Another new study has emerged that links Donald Trump’s victory to the underlying racist and sexist beliefs held by conservative voters. While other factors played a role in his election, the new study shows that it was the racist and sexist tone of the campaign that ultimately won Trump the White House. Ring of Fire’s Farron Cousins discusses this.

Transcript of the above video:

There are a lot of people in this country right now, both Trump supporters and those who voted against him, who still want to tell us that racism and sexism did not put Trump into office. It was a myriad of factors, everything from economic anxiety to fear about immigration and Muslim terrorism to just flat-out Hillary Clinton was a bad candidate, and that’s why Trump won.

Granted, all of those things played a role in Trump’s victory, but you can not deny the role that racism and sexism played, not only to give Trump the White House, but to elevate him during the primaries. Before you get mad at me and say that I’m wrong, guess what? That’s not my opinion. That’s the results from yet another study, this time out of the University of Massachusetts, School of Political Science, where they looked at polls. They looked at voter attitudes. They looked at voter statements. They interviewed people. They came to the conclusion that Donald Trump won the White House mostly, not all, mostly because of racism and sexism in the United States.

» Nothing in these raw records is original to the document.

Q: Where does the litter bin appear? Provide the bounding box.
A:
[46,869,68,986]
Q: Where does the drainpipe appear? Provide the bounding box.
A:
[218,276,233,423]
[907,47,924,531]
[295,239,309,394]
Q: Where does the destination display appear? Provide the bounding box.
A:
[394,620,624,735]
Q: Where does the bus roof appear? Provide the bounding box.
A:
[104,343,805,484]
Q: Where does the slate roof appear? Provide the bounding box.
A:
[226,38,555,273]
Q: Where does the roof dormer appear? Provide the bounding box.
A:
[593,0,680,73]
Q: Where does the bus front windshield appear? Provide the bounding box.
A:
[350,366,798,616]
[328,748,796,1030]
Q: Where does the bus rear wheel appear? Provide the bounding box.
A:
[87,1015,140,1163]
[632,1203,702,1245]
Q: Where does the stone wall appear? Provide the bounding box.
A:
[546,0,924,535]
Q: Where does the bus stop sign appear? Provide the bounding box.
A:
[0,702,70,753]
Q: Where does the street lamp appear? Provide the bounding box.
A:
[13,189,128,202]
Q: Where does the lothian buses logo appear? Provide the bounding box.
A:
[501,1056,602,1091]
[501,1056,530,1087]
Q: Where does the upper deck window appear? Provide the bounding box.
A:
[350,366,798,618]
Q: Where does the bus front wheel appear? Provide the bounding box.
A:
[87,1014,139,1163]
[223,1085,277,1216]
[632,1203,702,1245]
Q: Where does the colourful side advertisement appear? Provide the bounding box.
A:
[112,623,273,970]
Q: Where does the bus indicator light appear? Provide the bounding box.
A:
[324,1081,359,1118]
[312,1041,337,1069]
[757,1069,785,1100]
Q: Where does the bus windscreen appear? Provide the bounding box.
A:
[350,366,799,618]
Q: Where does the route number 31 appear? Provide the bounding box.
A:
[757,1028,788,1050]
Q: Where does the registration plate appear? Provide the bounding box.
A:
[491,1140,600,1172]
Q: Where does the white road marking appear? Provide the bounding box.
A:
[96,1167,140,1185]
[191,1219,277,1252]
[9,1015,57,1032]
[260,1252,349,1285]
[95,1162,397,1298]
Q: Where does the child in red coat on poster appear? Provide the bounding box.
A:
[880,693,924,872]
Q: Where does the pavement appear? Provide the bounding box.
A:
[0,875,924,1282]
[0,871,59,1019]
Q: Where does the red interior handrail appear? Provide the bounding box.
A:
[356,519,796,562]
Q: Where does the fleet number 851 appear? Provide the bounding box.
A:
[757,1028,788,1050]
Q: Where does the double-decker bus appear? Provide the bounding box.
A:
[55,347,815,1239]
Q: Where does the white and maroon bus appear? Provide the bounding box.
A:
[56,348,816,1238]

Before you go thinking that every Donald Trump voter is some guy out there in a white hood burning crosses in people’s front yards, that’s not what these researchers were looking at. They asked specific questions and looked at the answers and were able to extrapolate data from that. Questions such as, “Do you feel that racism is a problem in society?” If you say no, that gets counted because it is, as a partially racist belief. Racism obviously is a problem in society. To say that it’s not, shows that you have some kind of negative attitude towards people who talk about it.

The same goes with sexism. This one was actually a little bit more interesting because this sexism study that they included did not include people who look at traditional gender roles and believe that society should follow those. Things like men should work, women should raise children. Those were not included. What they were looking at was hostility towards women. That’s what they found overwhelmingly in these Donald Trump supporters, both in the primary and in the general election.

A lot of people don’t quite understand that political science is still a science. Those of us who have degrees in it understand that when you go to college and you learn about this, it is mostly about polls and understanding data and being able to extrapolate the main points out of that and use that to come to logical conclusions. Political science is a science. That’s what these professors at the University of Massachusetts are trying to tell us. That based upon all the available data, the largest factors in Donald Trump’s primary and electoral success were racism and sexism.

I know a lot of Donald Trump supporters still refuse to believe that. They say, “Look, I voted for Donald Trump because I’m worried about my job.” Well, that’s great. Are you worried about your job because you think an immigrant’s going to come over here and steal it? Because if you are, that’s racism. You got to understand that folks. You’re voting based on an irrational fear of someone that doesn’t look like you, that doesn’t think like you, that doesn’t speak like you. You may not overtly be a racist or a sexist, but these scientist know exactly what they’re doing when they ask these questions. You may have underlying feelings that you don’t even quite know are there, but they’re there.

Study after study following this election has proven this. Anyone who claims to the contrary that racism and sexism did not play a large role in Donald Trump’s victory is lying to themselves. The data is clear. Donald Trump voters, overwhelmingly, hold racist and sexist views.